A more culturally accurate (if linguistically burdensome) translation of omiyage is: "small, individually wrapped treats that give your friends and family a literal taste of the (food-related) specialties for which the place you went to visit is famous or well-known."

The problem is, if I'm being honest, that translation is a bigger mouthful than most omiyage.

Basically, you bring back edible treats--produced with delight and pride and a in every city, town, and region in Japan--to give to those you love (or, possibly, want to make insanely jealous of your adventure...)

"From Hokkaido With Love"

Every major train station in Japan has an omiyage shop--and many of the ones not large enough for a dedicated gift shop stock omiyage in the station convenience store. Most hotels and ryokan (traditional inns) have gift shops, too--with popular omiyage prominently on display. 

Omiyage on display at Kinugawa Onsen, Tochigi Prefecture

Traditionally omiyage are supposed to be local specialties. If you travel to Aomori Prefecture, in Northern Tohoku, that means apples--and you'll find everything from freeze-dried apple slices to apple cookies, cakes, and pies, and of course apple juice in single-serving bottles. 

Apples from Aomori!

 You can find omiyage in everything from individual packages to enormous boxes filled with more than 30 individually-wrapped, single serving treats (for larger offices--if your company is much bigger, it's usually ok to bring omiyage only to the group you work directly with).

Unique KitKats from Tokyo's KitKat Chocolatery

It's also common to bring back something the recipients can't get at home--for example, unique or seasonal chocolates. Note that the KitKat bar above is literally one single stick, wrapped and placed lovingly in a box. Quality over quantity is the rule...

Rice cracker assortment

The photo above shows the inside of a "single serving" rice cracker assortment from Kyoto. While most omiyage are a single cookie or a 1-3 bite treat, there are also slightly larger options.


Single serving pour-over coffee (in disposable paper filters)

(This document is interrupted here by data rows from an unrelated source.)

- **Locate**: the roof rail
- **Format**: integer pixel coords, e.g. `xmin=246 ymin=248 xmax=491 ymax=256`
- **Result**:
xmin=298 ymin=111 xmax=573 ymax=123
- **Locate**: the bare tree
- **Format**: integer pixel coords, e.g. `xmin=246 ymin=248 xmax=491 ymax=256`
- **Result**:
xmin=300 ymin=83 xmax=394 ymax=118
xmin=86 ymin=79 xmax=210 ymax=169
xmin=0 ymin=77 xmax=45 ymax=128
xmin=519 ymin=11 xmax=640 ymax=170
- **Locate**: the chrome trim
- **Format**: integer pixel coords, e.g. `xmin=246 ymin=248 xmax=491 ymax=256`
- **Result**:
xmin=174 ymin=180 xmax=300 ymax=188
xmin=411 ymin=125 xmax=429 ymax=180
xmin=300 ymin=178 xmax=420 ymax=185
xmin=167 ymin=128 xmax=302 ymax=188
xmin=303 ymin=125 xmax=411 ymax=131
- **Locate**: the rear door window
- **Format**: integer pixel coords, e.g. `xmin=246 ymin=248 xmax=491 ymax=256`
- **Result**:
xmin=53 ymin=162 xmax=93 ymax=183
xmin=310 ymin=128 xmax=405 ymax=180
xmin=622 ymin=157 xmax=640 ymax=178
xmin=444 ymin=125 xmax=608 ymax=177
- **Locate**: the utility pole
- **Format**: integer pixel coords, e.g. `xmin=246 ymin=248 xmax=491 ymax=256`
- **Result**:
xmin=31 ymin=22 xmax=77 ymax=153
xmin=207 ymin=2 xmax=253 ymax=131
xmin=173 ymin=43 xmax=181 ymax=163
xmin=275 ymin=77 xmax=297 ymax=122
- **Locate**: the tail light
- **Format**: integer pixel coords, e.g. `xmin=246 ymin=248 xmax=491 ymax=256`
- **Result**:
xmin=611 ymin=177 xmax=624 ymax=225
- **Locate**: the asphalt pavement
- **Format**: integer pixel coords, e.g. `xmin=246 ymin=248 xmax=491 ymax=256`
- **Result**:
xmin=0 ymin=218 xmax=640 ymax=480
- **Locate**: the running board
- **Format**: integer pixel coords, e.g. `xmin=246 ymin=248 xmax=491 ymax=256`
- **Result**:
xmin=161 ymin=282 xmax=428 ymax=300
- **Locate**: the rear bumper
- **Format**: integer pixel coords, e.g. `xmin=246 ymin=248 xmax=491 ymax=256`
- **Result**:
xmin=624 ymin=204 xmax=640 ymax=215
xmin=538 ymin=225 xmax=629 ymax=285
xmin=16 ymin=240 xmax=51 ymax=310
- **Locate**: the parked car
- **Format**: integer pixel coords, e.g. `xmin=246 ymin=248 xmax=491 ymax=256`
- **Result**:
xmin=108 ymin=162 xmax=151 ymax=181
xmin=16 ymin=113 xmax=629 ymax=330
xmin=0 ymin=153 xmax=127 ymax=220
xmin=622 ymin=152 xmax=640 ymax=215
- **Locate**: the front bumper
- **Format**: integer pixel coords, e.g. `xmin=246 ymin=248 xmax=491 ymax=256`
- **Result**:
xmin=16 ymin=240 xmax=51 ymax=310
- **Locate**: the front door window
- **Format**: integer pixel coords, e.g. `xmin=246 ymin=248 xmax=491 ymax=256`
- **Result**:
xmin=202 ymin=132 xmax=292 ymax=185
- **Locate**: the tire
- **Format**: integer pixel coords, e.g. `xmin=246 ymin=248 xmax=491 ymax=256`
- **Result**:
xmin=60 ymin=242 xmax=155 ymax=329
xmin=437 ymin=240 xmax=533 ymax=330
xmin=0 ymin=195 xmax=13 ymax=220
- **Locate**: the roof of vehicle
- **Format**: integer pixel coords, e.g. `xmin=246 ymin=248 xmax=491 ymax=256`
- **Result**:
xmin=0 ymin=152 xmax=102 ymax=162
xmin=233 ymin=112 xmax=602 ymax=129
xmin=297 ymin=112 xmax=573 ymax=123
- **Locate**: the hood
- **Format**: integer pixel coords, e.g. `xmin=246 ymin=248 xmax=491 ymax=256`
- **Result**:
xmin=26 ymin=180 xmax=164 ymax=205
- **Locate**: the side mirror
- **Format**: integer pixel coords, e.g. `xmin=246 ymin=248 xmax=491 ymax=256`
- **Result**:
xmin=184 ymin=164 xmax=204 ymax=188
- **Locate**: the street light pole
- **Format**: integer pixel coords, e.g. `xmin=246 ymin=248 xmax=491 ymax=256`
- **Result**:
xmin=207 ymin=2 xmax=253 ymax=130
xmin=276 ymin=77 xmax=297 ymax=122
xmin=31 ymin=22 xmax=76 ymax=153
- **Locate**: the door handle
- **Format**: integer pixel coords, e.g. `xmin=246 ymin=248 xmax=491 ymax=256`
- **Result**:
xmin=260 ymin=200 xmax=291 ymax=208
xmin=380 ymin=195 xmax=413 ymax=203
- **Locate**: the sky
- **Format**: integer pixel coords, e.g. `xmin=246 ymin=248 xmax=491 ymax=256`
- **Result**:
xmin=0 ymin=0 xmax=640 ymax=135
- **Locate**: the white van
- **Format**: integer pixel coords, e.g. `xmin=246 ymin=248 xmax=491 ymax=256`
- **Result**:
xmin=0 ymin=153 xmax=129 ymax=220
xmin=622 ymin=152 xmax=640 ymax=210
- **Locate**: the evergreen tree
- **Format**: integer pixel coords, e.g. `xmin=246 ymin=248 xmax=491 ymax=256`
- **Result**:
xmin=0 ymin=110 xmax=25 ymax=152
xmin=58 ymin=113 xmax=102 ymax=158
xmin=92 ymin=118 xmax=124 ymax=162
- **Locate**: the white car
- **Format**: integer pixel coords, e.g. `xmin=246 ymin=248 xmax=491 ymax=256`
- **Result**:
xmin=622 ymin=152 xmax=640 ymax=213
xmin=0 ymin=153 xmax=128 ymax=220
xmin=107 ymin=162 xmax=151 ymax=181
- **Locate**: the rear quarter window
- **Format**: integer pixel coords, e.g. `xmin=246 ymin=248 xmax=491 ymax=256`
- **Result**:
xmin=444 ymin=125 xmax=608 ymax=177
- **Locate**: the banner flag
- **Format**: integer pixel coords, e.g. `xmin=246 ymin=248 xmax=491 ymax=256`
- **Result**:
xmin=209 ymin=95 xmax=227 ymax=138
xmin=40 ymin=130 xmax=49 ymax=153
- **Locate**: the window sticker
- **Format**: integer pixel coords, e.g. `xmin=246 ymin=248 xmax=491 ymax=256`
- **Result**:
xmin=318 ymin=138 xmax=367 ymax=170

Omiyage can also be something that can be found in other places, but which is produced in a small-batch, local form--like the Taisetsu Coffee shown above. 

Bath Salts from Hokkaido

And while it's supposed to be edible, it does occasionally come in non-edible forms--for example, the yu no hana above. Yu no hana literally translates "hot-water flowers," and is a term used to describe the natural salts and minerals that exist in volcanic hot spring baths. Places with famous onsen baths (like Hokkaido, in Japan's far north) often sell these "bath salts" to enrich your bath at home.

Cookies - perhaps the most traditional omiyage

Cookies are among the most common forms of omiyage. They're easy to package and transport, and pretty much everyone loves a cookie. (Incidentally, the Hokkaido peppermint cookies above are AMAZING - and if you want to try them for yourself, FROM HOKKAIDO WITH LOVE ships all kinds of Hokkaido omiyage and other treats internationally.) As a bonus, cookies are easy to adjust to feature regional specialties and local ingredients.

Corn soup!

Omiyage even comes in some less-easily-anticipated forms, like the Hokkaido sweet corn soup above. The little packets are concentrated--you add hot water for a cup of delicious soup. Hokkaido corn is both famous and beloved in Japan, so while soup might seem like a weird souvenir, this is actually hugely popular.

I give and receive omiyage fairly regularly, and love everything about this neat tradition. It's fun to taste the places other people go, and equally fun to bring back the "perfect bite" for others to enjoy.